We further observe from Table 5 that, again, similar hyper-parameters are selected for each data split. For example, the same kernel (Matérn 1) was selected for the first and third data split. Moreover, we see similarities in the first layer matrices A of the kernels. For all three matrices, the entries in the left upper 3 × 3 block are considerably larger than the other entries, which means that the first three modes are the important ones. Compared to Table 3, there are larger differences between the first layers. This can be explained by the fact that in contrast to the MF-feature map, the data-based PCA-feature map is different for all three data splits. This is due to the linear mappings defined by the PCA modes being different in each split.
Lastly, we compare the mean errors averaged over the three different training–test splits in Table 6. We observe that the models based on morphological feature extraction work very well in combination with both one-layered and two-layered kernels. In contrast, combining one-layered kernels with PCA feature extraction yields an average error that is almost one order of magnitude larger. This error is considerably improved by applying two-layered kernels, and almost the same accuracy as with the morphological feature extraction is achieved.

4.4. Runtime Discussion

In this subsection, we compare the runtimes of the different methods in Table 7. We compare the time needed for the computation of the feature map added to the feature extraction time on the test set (first column), the time needed for LOOCV, the training time of the final model and the evaluation time on the test set. Note that the full order model solves and the morphological feature extraction are performed on a different machine (workstation with two Intel Xeon Gold 6240R (48 cores in total)) than the PCA feature extraction and kernel model training (performed on a computer with 64 GB RAM and a 13th Gen Intel i7-13700K processor) due to licensing limitations. We observe that the LOOCV for the two-layered models is way more expensive than for the shallow models, which is due to the optimization of the first layer. However, it is still considerably lower (approximately 30 times for the MF-2L-kernel and 7 times for the PCA-2L-kernel) than the generation of a single training sample (7514 wcs). Furthermore, the LOOCV time and final model training of the MF-kernel models is less expensive than the training on the morphological features. However, the computation of the PCA feature map is less expensive than the computation of the morphological features. Moreover, the evaluation time of the PCA-kernel models is larger than the evaluation of the MF kernel models. Since the computation of the morphological features i.e., the evaluation of Φ MF takes approximately 2 wcs per sample, the MF approaches have a larger overall evaluation time (summing evaluation time of MF extraction and MF-1L-kernel/MF-2L-kernel). Compared to the FOM, this results in a speed-up of almost 6 orders of magnitude for the PCA kernel models and 3 orders of magnitude for the MF kernel models. Nevertheless, in both cases, the evaluation times are considerably lower than the computation of the training samples.
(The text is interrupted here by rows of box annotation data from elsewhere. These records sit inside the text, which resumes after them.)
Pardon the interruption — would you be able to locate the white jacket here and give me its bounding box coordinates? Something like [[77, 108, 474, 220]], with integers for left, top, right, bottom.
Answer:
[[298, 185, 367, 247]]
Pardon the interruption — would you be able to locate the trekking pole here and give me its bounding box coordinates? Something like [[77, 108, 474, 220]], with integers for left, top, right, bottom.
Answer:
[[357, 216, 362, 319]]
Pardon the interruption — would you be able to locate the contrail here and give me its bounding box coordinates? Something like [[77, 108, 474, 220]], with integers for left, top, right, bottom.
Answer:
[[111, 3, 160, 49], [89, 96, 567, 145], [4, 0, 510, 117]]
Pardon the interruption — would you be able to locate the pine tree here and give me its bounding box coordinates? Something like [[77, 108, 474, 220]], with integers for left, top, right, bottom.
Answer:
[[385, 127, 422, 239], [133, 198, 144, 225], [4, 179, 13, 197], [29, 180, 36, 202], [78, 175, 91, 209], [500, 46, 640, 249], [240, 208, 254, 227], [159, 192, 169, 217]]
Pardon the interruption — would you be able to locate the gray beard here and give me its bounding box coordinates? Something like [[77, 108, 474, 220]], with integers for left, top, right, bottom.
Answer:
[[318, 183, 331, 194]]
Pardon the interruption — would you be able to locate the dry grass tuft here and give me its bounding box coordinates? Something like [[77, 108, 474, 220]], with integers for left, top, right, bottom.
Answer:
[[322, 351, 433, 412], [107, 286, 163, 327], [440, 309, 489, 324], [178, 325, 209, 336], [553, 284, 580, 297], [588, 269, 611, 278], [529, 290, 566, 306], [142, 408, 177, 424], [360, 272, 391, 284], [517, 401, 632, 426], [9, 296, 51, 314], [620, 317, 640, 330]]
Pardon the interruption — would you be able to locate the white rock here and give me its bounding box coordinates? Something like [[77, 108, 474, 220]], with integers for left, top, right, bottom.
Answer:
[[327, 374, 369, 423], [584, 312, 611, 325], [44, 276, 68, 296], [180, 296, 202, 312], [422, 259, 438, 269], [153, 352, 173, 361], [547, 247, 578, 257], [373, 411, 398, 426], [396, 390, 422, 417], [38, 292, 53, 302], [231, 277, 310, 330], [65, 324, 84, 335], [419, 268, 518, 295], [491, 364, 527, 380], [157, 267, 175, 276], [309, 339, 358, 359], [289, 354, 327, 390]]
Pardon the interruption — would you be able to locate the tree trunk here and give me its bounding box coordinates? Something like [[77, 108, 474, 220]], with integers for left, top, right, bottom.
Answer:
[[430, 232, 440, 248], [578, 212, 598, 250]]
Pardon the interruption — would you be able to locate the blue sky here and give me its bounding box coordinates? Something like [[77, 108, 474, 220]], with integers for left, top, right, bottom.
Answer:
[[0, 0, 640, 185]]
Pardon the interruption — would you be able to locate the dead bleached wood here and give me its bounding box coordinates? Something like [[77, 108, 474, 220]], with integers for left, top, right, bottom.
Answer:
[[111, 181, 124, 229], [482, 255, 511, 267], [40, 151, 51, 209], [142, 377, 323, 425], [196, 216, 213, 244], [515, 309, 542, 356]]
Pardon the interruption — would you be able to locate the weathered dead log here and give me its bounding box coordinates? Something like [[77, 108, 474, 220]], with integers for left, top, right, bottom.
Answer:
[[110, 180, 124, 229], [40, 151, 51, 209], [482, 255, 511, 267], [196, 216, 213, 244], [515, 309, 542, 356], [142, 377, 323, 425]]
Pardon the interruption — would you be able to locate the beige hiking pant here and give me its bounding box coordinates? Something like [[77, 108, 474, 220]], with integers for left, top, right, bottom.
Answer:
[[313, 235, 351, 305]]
5. Conclusions and Outlook

In this work, we demonstrated how breakthrough curves can be predicted from the geometry of a 3D porous medium. We presented two approaches on how to treat the high dimension of the input data: For the first approach, we computed morphological features of the geometries and learned a mapping from these morphological features to the breakthrough curves. For the second approach, we computed PCA features of the geometry data set and learned a mapping from these PCA features to the breakthrough curve.
We observed that the MF approach worked well in combination with one-layered kernels and that both approaches worked well in combination with two-layered kernels. This is compelling, as the morphological features used in the study are well-known informative and predictive quantities for porous media, and in contrast, the PCA feature extraction approach is purely data-based. Thus, the results indicate the strength of using two-layered kernels, as they automatically adapt to the relevant features. We further observed that the scarce-data situation did not prevent these approaches from easily predicting the high-dimensional outputs.
The future work will focus on how ideas from convolutional neural networks can be combined with the framework of deep multi-layered kernels. Moreover, we will investigate whether data augmentation (rotating/reflecting geometry samples without changing the breakthrough curves) can further improve the PCA-feature approach while avoiding the computation of expensive FOM solutions.

Author Contributions

Conceptualization, R.H., P.B., T.W., B.H., P.T. and O.I.; methodology, R.H., P.B., T.W. and B.H.; software, R.H., P.B., T.W. and P.T.; writing—original draft preparation, R.H., P.B., T.W. and P.T.; writing—review and editing, R.H., P.B., T.W., B.H., P.T. and O.I.; visualization, R.H., P.B., T.W. and P.T.; supervision, B.H. and O.I.; funding acquisition, B.H. and O.I. All authors have read and agreed to the published version of the manuscript.

Funding

Funded by BMBF under the contracts 05M20VSA and 05M20AMD (ML-MORE). The authors acknowledge the funding of the project by the Deutsche Forschungsgemeinschaft (DFG, German Research Foundation) under Germany’s Excellence Strategy - EXC 2075 - 390740016.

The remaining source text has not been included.